Default NACL allows all inbound and outbound traffic.
All subnets created are assigned this default NACL.
We can create new custom NACLs and change the association from default to custom NACL at subnet level.
By default a custom NACL DENYs all inbound and outbound traffic.
A subnet can have only one NACL associated at any given time unlike Security Groups, where multiple SGs can be assigned to an EC2 instance
One NACL can be associated with multiple subnets.
Example: The default NACL is assigned whenever a new subnet is created
Rules are evaluated starting with the lowest numbered rule. As soon as a rule matches traffic, it’s applied regardless of any higher-numbered rule that may contradict it.
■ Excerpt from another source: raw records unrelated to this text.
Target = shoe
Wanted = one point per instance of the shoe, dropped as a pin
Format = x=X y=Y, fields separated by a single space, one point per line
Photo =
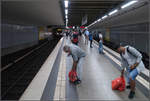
x=131 y=95
x=128 y=86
NACLs rules are applied first before applying security group rules
NACLs are stateless
Example: If you allow HTTP inbound in a NACL, this does not automatically ALLOW HTTP outbound. You need to explicitly ALLOW HTTP outbound as well.
This is different from the security groups, which are stateful. In a SG, Once you allow HTTP inbound (request), the corresponding outbound HTTP (response) is automatically allowed even if there is no such rule created.
Use ephemeral (temporary) ports on outbound rules only
You can DENY (block) ip addresses using NACLs. This is not possible thru SGs. SGs only ALLOW.